И к этому только фамилия. Но все-таки в этом есть какая-то четкость отношений. Вероятно, привыкну.
Вышел за Немечеком на площадку вагона и не нашел его там. Дальше качалась красная стенка товарного вагона. Куда же делся Немечек? Вдруг железнодорожник говорит:
— Они на крыше вагона, ваше благородие!
Не поверил, но все-таки по лесенке не без страха поднялся и заглянул на крышу. Действительно, там сидело несколько офицеров, всё молодежь, конечно; среди них был и Немечек. Они пели.

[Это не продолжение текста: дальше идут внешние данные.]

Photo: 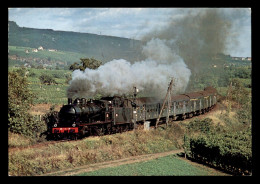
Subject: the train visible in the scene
[49,87,217,140]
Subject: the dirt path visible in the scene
[41,149,183,176]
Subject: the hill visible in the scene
[8,21,142,62]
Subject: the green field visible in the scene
[77,155,228,176]
[8,46,86,64]
[9,67,71,104]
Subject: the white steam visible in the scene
[67,39,191,98]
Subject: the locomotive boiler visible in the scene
[48,87,217,139]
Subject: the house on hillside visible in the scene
[48,49,57,52]
[38,46,43,50]
[246,57,252,61]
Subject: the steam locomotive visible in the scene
[50,87,217,139]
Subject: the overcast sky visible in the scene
[8,8,251,57]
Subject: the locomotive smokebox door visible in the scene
[113,107,132,124]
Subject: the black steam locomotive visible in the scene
[50,87,217,139]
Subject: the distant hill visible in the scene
[8,21,142,62]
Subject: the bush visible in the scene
[183,119,252,175]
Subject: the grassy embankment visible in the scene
[9,124,183,176]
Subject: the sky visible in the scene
[8,8,251,57]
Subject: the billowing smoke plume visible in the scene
[67,9,236,98]
[67,39,191,98]
[142,8,236,73]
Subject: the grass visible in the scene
[9,67,71,104]
[77,155,223,176]
[8,46,86,64]
[8,126,183,176]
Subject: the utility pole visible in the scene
[155,78,173,128]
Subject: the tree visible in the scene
[69,58,102,71]
[8,71,37,136]
[39,74,58,85]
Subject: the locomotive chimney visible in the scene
[68,98,72,105]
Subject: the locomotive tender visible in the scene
[51,87,217,138]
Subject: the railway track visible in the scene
[8,104,220,152]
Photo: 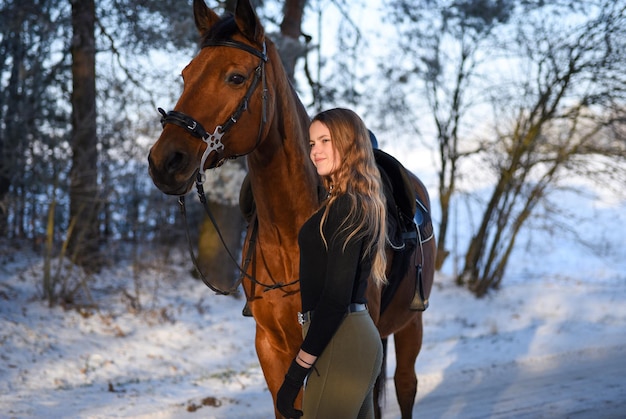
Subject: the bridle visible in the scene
[158,40,267,183]
[158,40,298,295]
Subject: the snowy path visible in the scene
[384,346,626,419]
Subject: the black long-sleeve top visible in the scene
[298,195,371,356]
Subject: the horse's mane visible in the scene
[200,13,238,48]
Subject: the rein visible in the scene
[158,40,299,295]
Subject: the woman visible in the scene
[276,108,386,419]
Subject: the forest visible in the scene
[0,0,626,304]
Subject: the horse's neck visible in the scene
[248,85,318,233]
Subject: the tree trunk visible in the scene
[69,0,102,269]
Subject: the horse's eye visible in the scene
[228,74,246,84]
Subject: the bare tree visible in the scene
[384,0,514,270]
[69,0,101,268]
[458,0,626,296]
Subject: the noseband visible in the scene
[158,40,267,183]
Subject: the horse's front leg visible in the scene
[255,315,302,419]
[394,313,424,419]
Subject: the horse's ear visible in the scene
[193,0,220,34]
[235,0,265,45]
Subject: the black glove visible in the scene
[276,360,309,419]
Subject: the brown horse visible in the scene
[148,0,435,417]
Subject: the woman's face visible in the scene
[309,121,340,180]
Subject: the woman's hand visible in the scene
[276,359,310,419]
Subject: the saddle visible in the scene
[374,149,433,314]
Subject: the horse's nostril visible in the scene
[165,151,187,174]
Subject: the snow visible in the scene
[0,198,626,419]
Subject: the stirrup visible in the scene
[409,265,428,311]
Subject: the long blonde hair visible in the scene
[311,108,387,285]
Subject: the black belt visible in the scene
[298,303,367,324]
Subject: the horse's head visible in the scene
[148,0,273,195]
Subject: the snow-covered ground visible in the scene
[0,198,626,419]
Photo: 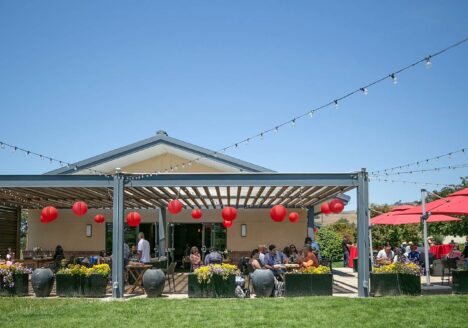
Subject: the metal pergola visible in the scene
[0,169,369,298]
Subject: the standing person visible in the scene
[138,232,150,263]
[341,235,349,268]
[190,246,202,271]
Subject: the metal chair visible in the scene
[166,262,177,293]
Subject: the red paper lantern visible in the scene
[223,220,232,228]
[94,214,106,223]
[127,212,141,227]
[221,206,237,221]
[289,212,299,223]
[72,201,88,216]
[167,199,182,214]
[320,203,331,214]
[328,198,344,214]
[270,205,288,222]
[41,206,58,223]
[192,208,203,220]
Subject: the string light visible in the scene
[370,148,468,175]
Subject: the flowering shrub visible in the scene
[195,263,240,284]
[373,262,421,276]
[0,263,32,288]
[291,265,331,274]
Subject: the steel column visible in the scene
[112,173,125,298]
[357,169,369,297]
[158,208,167,262]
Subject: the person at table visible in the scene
[249,249,262,271]
[297,245,319,268]
[190,246,203,271]
[406,245,421,265]
[138,232,150,263]
[447,244,462,260]
[263,244,286,275]
[377,244,395,265]
[341,235,349,268]
[304,237,322,261]
[205,247,223,265]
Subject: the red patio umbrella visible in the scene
[404,188,468,215]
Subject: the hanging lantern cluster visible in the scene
[320,198,344,214]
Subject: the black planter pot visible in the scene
[81,274,109,297]
[370,273,421,296]
[452,270,468,294]
[284,273,333,297]
[143,269,166,297]
[250,269,275,297]
[0,273,29,296]
[31,269,54,297]
[55,274,83,297]
[188,273,236,298]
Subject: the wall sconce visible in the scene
[86,224,93,237]
[241,224,247,237]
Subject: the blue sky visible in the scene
[0,1,468,203]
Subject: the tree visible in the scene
[317,227,343,259]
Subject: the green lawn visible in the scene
[0,296,468,328]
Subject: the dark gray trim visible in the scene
[44,135,274,175]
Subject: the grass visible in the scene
[0,296,468,328]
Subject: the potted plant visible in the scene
[188,263,240,298]
[370,262,421,296]
[452,268,468,294]
[81,264,110,297]
[0,262,31,296]
[55,264,87,297]
[284,265,333,297]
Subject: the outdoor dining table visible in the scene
[15,257,54,269]
[126,264,153,293]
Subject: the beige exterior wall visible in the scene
[26,209,307,252]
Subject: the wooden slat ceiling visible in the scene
[0,186,352,209]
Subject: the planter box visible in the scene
[55,274,83,297]
[452,270,468,294]
[0,273,29,296]
[370,273,421,296]
[81,274,109,297]
[284,273,333,297]
[188,273,236,298]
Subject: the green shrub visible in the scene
[317,227,343,259]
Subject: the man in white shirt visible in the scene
[138,232,150,263]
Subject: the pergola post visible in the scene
[112,173,125,298]
[158,208,167,257]
[357,169,369,297]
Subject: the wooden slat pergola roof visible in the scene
[0,173,355,209]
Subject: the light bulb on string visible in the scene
[424,56,432,69]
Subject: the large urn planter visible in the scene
[31,269,54,297]
[81,274,108,297]
[284,273,333,297]
[188,273,236,298]
[370,273,421,296]
[0,273,29,296]
[55,274,83,297]
[452,270,468,294]
[143,269,166,297]
[250,269,275,297]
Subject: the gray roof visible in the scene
[44,131,274,174]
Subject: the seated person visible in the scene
[447,244,462,260]
[249,249,262,271]
[205,248,223,265]
[406,245,421,265]
[297,244,319,268]
[377,244,395,265]
[264,244,286,274]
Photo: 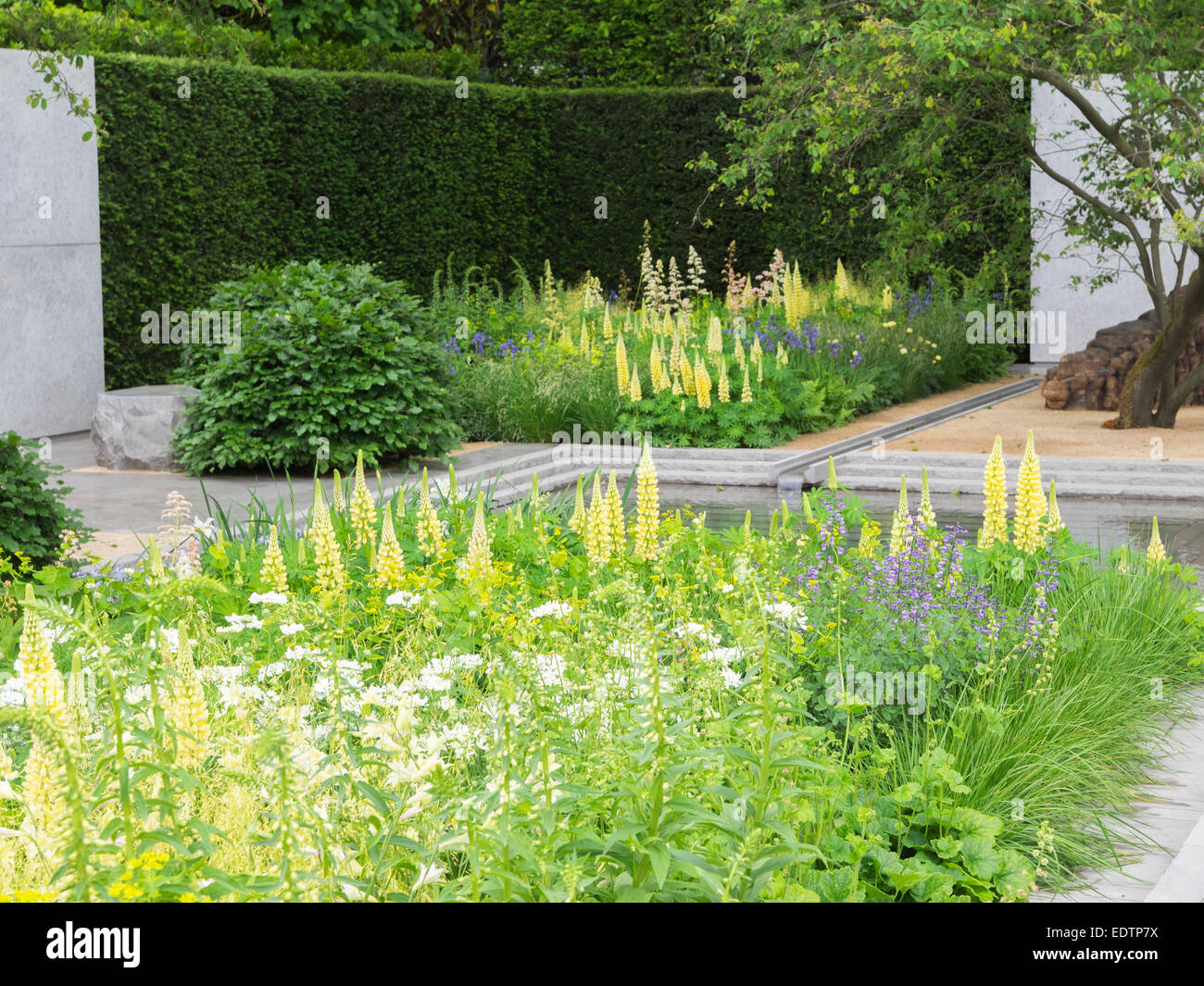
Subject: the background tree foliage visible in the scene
[699,0,1204,426]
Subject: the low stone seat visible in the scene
[92,384,201,472]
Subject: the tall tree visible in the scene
[699,0,1204,428]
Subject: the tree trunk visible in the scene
[1116,268,1204,429]
[1153,269,1204,428]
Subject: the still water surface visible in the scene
[659,482,1204,573]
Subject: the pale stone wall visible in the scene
[1030,77,1195,362]
[0,49,105,438]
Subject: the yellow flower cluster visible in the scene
[307,480,346,596]
[1015,431,1048,555]
[417,469,447,558]
[694,356,710,410]
[634,438,661,561]
[891,476,909,555]
[585,473,615,567]
[569,476,586,537]
[169,626,209,769]
[1145,518,1167,565]
[259,524,289,593]
[858,520,883,558]
[352,450,376,548]
[465,493,493,581]
[17,584,68,726]
[979,434,1008,549]
[374,507,406,589]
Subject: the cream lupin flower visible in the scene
[307,480,346,594]
[373,504,406,589]
[585,472,613,566]
[417,466,443,558]
[569,476,585,537]
[352,450,376,548]
[1145,518,1167,565]
[1015,431,1048,555]
[466,493,493,580]
[606,469,627,552]
[169,625,209,768]
[920,466,936,530]
[259,524,289,593]
[1045,480,1066,534]
[891,476,909,555]
[635,438,661,561]
[17,582,68,726]
[979,434,1008,549]
[694,354,710,410]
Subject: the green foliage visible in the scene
[502,0,734,85]
[0,0,481,80]
[176,261,458,473]
[0,431,84,565]
[89,56,1028,386]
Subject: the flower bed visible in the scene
[443,247,1011,448]
[0,448,1201,901]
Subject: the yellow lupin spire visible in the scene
[678,353,696,397]
[979,434,1008,549]
[569,476,585,537]
[352,449,376,548]
[635,437,661,561]
[1015,430,1048,555]
[694,354,710,410]
[614,332,631,393]
[891,476,909,555]
[1145,518,1167,565]
[466,493,493,581]
[330,469,346,514]
[606,469,627,552]
[417,466,443,558]
[307,480,346,594]
[835,257,849,298]
[585,472,614,566]
[169,624,209,769]
[259,524,289,593]
[858,520,883,558]
[373,504,406,589]
[17,582,68,726]
[1045,480,1066,534]
[920,466,936,530]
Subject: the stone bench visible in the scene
[92,384,201,472]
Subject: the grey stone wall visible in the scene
[0,49,105,438]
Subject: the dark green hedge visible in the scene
[96,56,1028,386]
[502,0,741,85]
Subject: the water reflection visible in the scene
[659,482,1204,573]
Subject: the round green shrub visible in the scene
[0,431,87,566]
[175,260,461,473]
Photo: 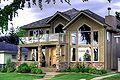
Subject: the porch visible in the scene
[17,44,66,71]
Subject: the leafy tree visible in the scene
[0,0,114,32]
[16,28,26,37]
[8,27,19,45]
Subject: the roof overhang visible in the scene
[47,12,69,23]
[63,12,104,30]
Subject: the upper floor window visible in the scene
[78,24,91,45]
[55,24,64,33]
[29,29,43,37]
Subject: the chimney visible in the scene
[105,7,117,29]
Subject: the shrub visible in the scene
[17,63,30,73]
[7,68,15,73]
[100,70,107,74]
[1,68,7,72]
[6,59,15,68]
[29,62,37,69]
[70,68,80,72]
[31,68,42,74]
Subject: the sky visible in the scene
[0,0,120,28]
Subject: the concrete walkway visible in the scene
[39,72,61,80]
[38,72,117,80]
[91,74,117,80]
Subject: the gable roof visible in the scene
[63,9,105,29]
[21,8,105,29]
[21,8,79,29]
[0,42,28,54]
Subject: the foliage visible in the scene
[102,74,120,80]
[0,68,7,72]
[17,63,30,73]
[8,27,19,45]
[16,28,26,37]
[0,0,111,32]
[50,73,96,80]
[7,68,15,73]
[31,68,42,74]
[61,67,107,75]
[6,59,15,68]
[0,73,44,80]
[29,62,38,69]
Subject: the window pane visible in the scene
[71,48,76,61]
[93,47,98,61]
[93,31,98,45]
[78,32,91,45]
[78,47,91,61]
[71,33,76,45]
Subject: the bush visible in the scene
[29,62,38,69]
[70,68,80,72]
[7,68,15,73]
[100,70,107,74]
[1,68,7,72]
[17,63,30,73]
[31,68,42,74]
[6,59,15,68]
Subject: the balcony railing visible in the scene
[19,33,64,44]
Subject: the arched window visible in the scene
[55,24,64,33]
[78,24,91,45]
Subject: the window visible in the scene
[78,47,91,61]
[93,47,98,61]
[71,33,76,45]
[71,48,76,61]
[93,31,98,45]
[12,55,17,59]
[30,31,33,36]
[78,25,91,45]
[24,55,27,61]
[107,32,110,41]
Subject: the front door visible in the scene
[48,47,56,66]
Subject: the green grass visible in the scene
[0,73,43,80]
[103,74,120,80]
[50,73,96,80]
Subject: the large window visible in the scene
[78,25,91,45]
[71,48,76,61]
[71,25,99,62]
[93,47,98,61]
[71,33,76,45]
[78,47,91,61]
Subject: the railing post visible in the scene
[56,45,60,71]
[38,45,42,68]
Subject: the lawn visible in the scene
[50,73,96,80]
[0,73,43,80]
[103,74,120,80]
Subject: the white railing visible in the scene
[19,33,64,44]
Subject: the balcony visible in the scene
[19,33,64,44]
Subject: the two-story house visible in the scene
[18,9,120,70]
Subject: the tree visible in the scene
[16,28,26,37]
[0,0,111,32]
[8,27,19,45]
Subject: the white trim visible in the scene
[92,46,100,62]
[70,47,77,62]
[63,12,104,29]
[47,12,69,23]
[54,22,64,33]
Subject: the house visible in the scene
[0,42,27,68]
[18,8,120,70]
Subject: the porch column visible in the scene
[56,45,60,71]
[38,46,42,67]
[18,46,21,61]
[27,48,31,60]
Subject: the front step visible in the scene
[40,67,56,72]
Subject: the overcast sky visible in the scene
[0,0,120,27]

Железнодорожник крикнул мне снизу:
— Только не вставайте, ваше благородие. Над линией кое-где проволка протянута. Срежет голову.
Но я спустился вниз. Офицеры на крыше вагона, где это видано! Да, мы едем на войну, я начинаю это
Ночью мы должны проехать Брест.
У Орешина взгляд почти всегда устремлен вниз, опущен. Но это не приниженность, а упорство вьючного животного, которое, опустив лоб к земле, тащит арбу. В Орешине несомненно есть сила. Из солдат пробиться в офицеры в русской армии не так-то легко. Из простых мужиков!
Вчера, когда мы остались одни в купе, Закальников сказал мне:
— Досадно, что наш полк брошен в первую голову. Мы должны будем сломить сопротивление немцев. Сломить-то его мы, конечно, сломим, но и нас так расчешут, что немного вернется назад. Так все офицеры думают!
Он говорил тихо, но с убежденностью огромной, и его глаза, еще более ввалившиеся за эти дни, были очень печальны. У меня засосало под ложечкой, и я не стал есть бутерброд, который держал в руке, хотя перед этим хотел есть.
Да, я почувствовал легкую тошноту, и мышцы моего лица на минуту как бы одеревенели. Уверен, что оно приняло то же перемгающееся выражение, что все эти дни я вижу на лице Закальникова. И тот, видимо, это заметил. С каким-то злорадством он сказал: — А те, что идут за нами, войдут в Берлин, будут там парадировать и спать с немками. А почему не мы?
Этот Закальников словно заразил меня чем-то: до вечера нет— нет да и засосет под ложечкой. Итак, страх — это тошнота. Однако вечером, когда за преферансом здорово выпили, — всё прошло, и стало легко и весело. Орешин простой и славный. Называет меня по имени-отчеству, но о войне ничего не говорит.
Сейчас ложусь спать. Путешествие наше кончается: завтра на рассвете Холм, где… Не верю, не верю, не верю, не могу себе представить войну! Грохот пушек, визг пуль, люди с перекошенными лицами, с андреевским:
— А-а-а!
Орешин, когда я его спросил, читал ли он «Красный Смех» ответил с досадой, словно отмахнулся:
— Всё врет!
Сейчас ротный сидит внизу и при стеариновом огарке, прилепив его к вагонному столику (свет фонаря слишком слаб), пишет письмо домой. На усатом, старом уже лице капитана столько мучительной нежности и грусти, что вот я искренно пишу, как молитву:
— Нет, Господи, пусть лучше убьют меня, а не его!
Закальников напротив ротного зубрит стрелковую таблицу. Дурак!
«Эх, если бы всю войну так ехать».
2 августа.
Солнце встало за нашими спинами — мы идем на запад. Полк тащится по проселку, а я со взводом, в полуверсте от него, «пру» прямо по пахоте и картошке. Я — боковая застава.
Мы идем час, два и три. Каблуки моих сапог уже полезли в стороны, скривились, мизинцы ног от узкости головок мучительно жжет. На ходу стараюсь расправлять пальцы, сжимаю и разжимаю их, но это не помогает.